4.2 = 4.76 + log (base/acid)
-0.56 = log (B/A)
-0.56 = log (0.00264/A)
0.275 = 0.00264/A
So the acid (acetic acid) must be
0.00264/0.275 = 0.00960 moles (technically molar but the volume always cancels and you can ingore that for the moment.)
M x L = moles to find the L necessary.
Check my arithmetic. My calculator rounded here and there so you need to go through it again to make sure.
how did you calculate pKa because this is a practise question for my test and we won't be given the value. so how would you calculate it?
Use the Henderson-Hasselbalch equation.
I'm making a mistake in using that
equation:
n (CH3COO-)= .0132*.2 = .oo264
..does that mean that CH3COOH also has the same n?
ph= pKa +log(Conjugate Base/ Weak Acid)
4.2= pKa + log (.00264/ .00264)
since i have n the same it doesn't work. How do you calculate n?
Don't you have Ka for acetic acid = 1.75 x 10^-5 or something like that.
Then pKa = -log Ka = -log 1.75 x 10^-5 = -(-4.75696) = 4.75696 which I rounded to 4.76. And I get something like 48 mL of the acetic acid required but check my math.

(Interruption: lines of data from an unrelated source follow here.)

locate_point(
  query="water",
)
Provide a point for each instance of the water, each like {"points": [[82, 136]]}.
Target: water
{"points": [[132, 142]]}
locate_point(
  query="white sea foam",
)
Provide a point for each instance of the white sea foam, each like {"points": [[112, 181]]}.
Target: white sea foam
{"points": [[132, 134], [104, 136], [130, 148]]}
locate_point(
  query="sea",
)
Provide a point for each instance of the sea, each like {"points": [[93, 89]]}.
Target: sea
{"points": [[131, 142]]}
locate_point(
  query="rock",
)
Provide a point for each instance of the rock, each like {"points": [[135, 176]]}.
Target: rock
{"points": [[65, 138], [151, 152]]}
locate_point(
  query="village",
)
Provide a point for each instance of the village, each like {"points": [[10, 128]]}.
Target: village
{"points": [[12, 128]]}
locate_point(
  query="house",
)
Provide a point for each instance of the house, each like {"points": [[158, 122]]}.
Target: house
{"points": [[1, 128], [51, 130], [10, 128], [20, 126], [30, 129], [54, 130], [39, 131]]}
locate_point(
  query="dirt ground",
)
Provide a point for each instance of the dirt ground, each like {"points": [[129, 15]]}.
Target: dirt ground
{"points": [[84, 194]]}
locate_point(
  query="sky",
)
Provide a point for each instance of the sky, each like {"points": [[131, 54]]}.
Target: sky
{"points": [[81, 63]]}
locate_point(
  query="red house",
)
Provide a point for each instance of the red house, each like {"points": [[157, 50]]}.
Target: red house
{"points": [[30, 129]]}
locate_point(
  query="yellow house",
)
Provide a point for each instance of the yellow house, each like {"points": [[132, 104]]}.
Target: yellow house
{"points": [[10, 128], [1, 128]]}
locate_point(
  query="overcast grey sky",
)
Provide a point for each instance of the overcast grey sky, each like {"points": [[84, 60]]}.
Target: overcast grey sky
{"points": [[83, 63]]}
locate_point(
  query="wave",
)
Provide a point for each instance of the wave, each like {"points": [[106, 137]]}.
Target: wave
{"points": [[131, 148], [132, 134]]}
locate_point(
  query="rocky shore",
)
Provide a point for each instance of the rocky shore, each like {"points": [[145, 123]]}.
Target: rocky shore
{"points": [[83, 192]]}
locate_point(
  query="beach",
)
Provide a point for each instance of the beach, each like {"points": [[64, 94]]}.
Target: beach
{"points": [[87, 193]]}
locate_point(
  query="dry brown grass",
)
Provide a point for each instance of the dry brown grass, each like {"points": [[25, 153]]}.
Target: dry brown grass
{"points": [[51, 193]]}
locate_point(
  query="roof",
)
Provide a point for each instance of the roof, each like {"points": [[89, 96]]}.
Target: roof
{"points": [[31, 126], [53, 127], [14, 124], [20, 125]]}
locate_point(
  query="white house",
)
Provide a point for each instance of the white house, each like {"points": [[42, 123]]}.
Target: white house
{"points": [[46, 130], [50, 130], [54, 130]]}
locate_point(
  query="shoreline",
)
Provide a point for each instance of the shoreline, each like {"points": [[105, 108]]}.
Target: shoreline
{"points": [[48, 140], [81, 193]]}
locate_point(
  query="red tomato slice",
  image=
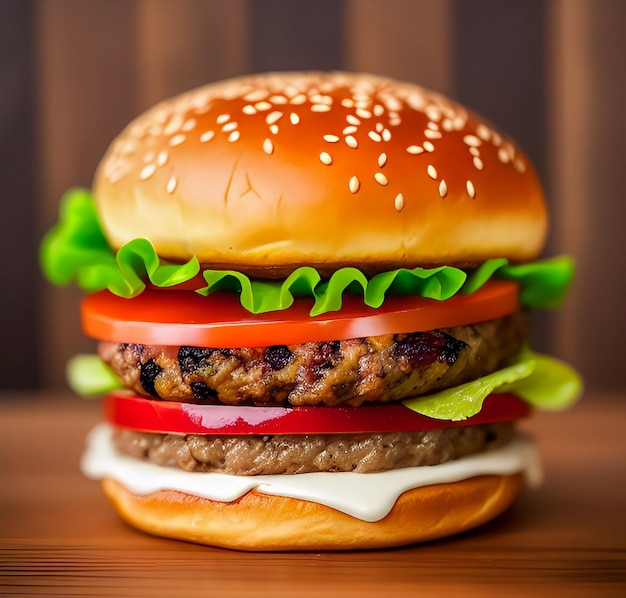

Neither Ka nor Pka was given
On tests I have seen, they usually give Ka or pKa in the problem OR there will be an appended set of tables that will contain constants necessary to take the exam. I don't know of any test in which you are expected to know those constants.
okie thank you =)
To answer this question, we need to use the Henderson-Hasselbalch equation, which relates the pH of a buffer solution to the concentration of its conjugate acid and conjugate base:
pH = pKa + log([A-]/[HA])
Where:
- pH is the desired pH of the buffer solution (4.2 in this case).
- pKa is the dissociation constant of acetic acid, which is approximately 4.75.
- [A-] is the concentration of the conjugate base (sodium acetate).
- [HA] is the concentration of the acid (acetic acid).
Let's solve this step by step:
Step 1: Find the concentration of sodium acetate ([A-]):
We know the volume of sodium acetate solution is 13.2 mL, and the concentration is 0.200 M. We can calculate the number of moles of sodium acetate:
moles of sodium acetate = concentration * volume
moles of NaC2H3O2 = 0.200 M * 13.2 mL / 1000 mL/L
Step 2: Find the concentration of acetic acid ([HA]):
To achieve pH 4.2, we can rearrange the Henderson-Hasselbalch equation to solve for [HA]:
[HA] = [A-] * 10^(pH - pKa)
Substituting the known values:
[HA] = [0.200 M * 13.2 mL / 1000 mL/L] * 10^(4.2 - 4.75)
Step 3: Calculate the required volume of acetic acid:
We know the concentration of acetic acid is 0.200 M. We can calculate the volume required using the following equation:
volume of acetic acid = (moles of acetic acid) / (concentration of acetic acid)
volume of acetic acid = [HA] / (0.200 M)
Now we have all the necessary information to calculate the volume of acetic acid. Plug in the values to get the final answer.